# Wössner China Moon



## Happypaphy7 (Jul 15, 2022)

My oldest Paphiopedilum Wössner China Moon (hangianum ‘Avery’ x armeniacum ‘Avery’) just out of shower 
It is working on three spikes 
I got this plant as a medium to large sized seedling about 4inches wide at the time of purchase in the summer of 2014. It came from Canada. Clouds Orchids. 
The plant came in 2.5inch tall plastic pot with mostly douglas fir bark with some perlite mixed in and possibly small amount of other materials as well. The plant flowered for the first time in the spring of 2017. It bloomed for me at least once a year since. 
I finally repotted the plant as it was just bursting out of its old small pot in 2021. 
The roots were in very good conditions and there were many!! 
At the time of repot, I simply shook off the old mix and some stay in between the roots and at the center which I did not bother to remove. I put the plant in 4inch pot with some old bark amongst the roots. I simply filled up the gap between the roots and the pot with sphagnum moss. About one year has passed and the new roots have grown to pack the pot. The plant is again bursting with new growths. Time to repot again just because it needs more space. Probably later this year or early next year.


----------



## Markhamite (Jul 15, 2022)

I love this cross.


----------



## Happypaphy7 (Jul 15, 2022)

Markhamite said:


> I love this cross.


Same! It's among my favourites!!


----------



## Happypaphy7 (Jul 15, 2022)

Some photos of the roots


----------



## Happypaphy7 (Jul 15, 2022)

When it was in bloom last time.
Usually one or two spikes in bloom. Looking forward to three


----------



## monocotman (Jul 15, 2022)

Wow!


----------



## KyushuCalanthe (Jul 15, 2022)

Perfectly grown!


----------



## Ozpaph (Jul 16, 2022)

cant wait


----------



## Rhouse (Aug 16, 2022)

Your obviously doing what it loves. Keep up the great job


----------



## Happypaphy7 (Aug 16, 2022)

Rhouse said:


> Your obviously doing what it loves. Keep up the great job


Thanks. It is the plant. I have had a few and this one has been the most vigorous so far.
I find this hybrid in general (based on my very limited experience) is a very willing grower, though.


----------



## PeteKurt (Aug 17, 2022)

Wow, beautifully grown. Well done! I have one that is a few years old but still quite small. I recently changed from pure bark to a bark and perlite mix which has helped things along.


----------



## Happypaphy7 (Aug 17, 2022)

PeteKurt said:


> Wow, beautifully grown. Well done! I have one that is a few years old but still quite small. I recently changed from pure bark to a bark and perlite mix which has helped things along.

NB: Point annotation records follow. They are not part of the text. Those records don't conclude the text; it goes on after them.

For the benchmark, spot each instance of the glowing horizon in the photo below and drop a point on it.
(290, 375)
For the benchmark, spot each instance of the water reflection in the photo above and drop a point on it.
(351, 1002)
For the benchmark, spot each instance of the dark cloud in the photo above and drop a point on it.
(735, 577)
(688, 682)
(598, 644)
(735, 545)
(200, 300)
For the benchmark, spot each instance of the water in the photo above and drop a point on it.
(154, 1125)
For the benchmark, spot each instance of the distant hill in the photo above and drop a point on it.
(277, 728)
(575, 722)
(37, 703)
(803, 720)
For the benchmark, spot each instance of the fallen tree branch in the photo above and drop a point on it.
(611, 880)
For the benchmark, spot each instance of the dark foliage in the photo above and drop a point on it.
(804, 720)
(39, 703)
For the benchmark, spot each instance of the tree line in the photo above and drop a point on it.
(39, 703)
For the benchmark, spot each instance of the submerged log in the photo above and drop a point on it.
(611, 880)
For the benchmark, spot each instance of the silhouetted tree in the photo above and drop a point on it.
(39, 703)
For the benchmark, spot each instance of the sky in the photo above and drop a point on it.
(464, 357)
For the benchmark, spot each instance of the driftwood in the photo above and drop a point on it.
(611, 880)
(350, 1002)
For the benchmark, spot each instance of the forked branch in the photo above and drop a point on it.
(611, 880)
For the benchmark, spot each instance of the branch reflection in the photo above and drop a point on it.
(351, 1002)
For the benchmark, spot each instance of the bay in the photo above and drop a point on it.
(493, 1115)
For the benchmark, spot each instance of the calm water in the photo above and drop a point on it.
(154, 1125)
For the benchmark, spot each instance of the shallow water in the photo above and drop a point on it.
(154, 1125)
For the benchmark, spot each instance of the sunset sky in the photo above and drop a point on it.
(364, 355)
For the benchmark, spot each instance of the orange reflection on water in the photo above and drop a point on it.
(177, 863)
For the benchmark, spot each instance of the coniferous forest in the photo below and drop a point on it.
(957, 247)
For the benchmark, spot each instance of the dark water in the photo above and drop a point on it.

If it is small, then, it may seem like it's taking forever. Once it gains some more size, things might turn around!
Good luck! This is one of my favorite hybrids!


----------



## NYEric (Aug 17, 2022)

Nicely grown.


----------



## Guldal (Aug 17, 2022)

Happypaphy7 said:


> Looking forward to three


So are we, so are we!


----------



## Happypaphy7 (Aug 18, 2022)

Guldal said:


> So are we, so are we!


Over a month has passed and they are very slowly rising. I am going away for a few weeks next month, so I hope they don't blast while I'm gone. Fingers crossed!!


----------



## Happypaphy7 (Sep 14, 2022)

Two months and things haven’t moved much lol
Paphiopedilum Wössner China Moon (hangianum ‘Avery’ x armeniacum ‘Avery’) just had a good shower before my long absence. It has three (possibly four!) spikes coming and I really hope they will stay until I return.


----------



## Karp60 (Sep 14, 2022)

Looking promising, good luck.


----------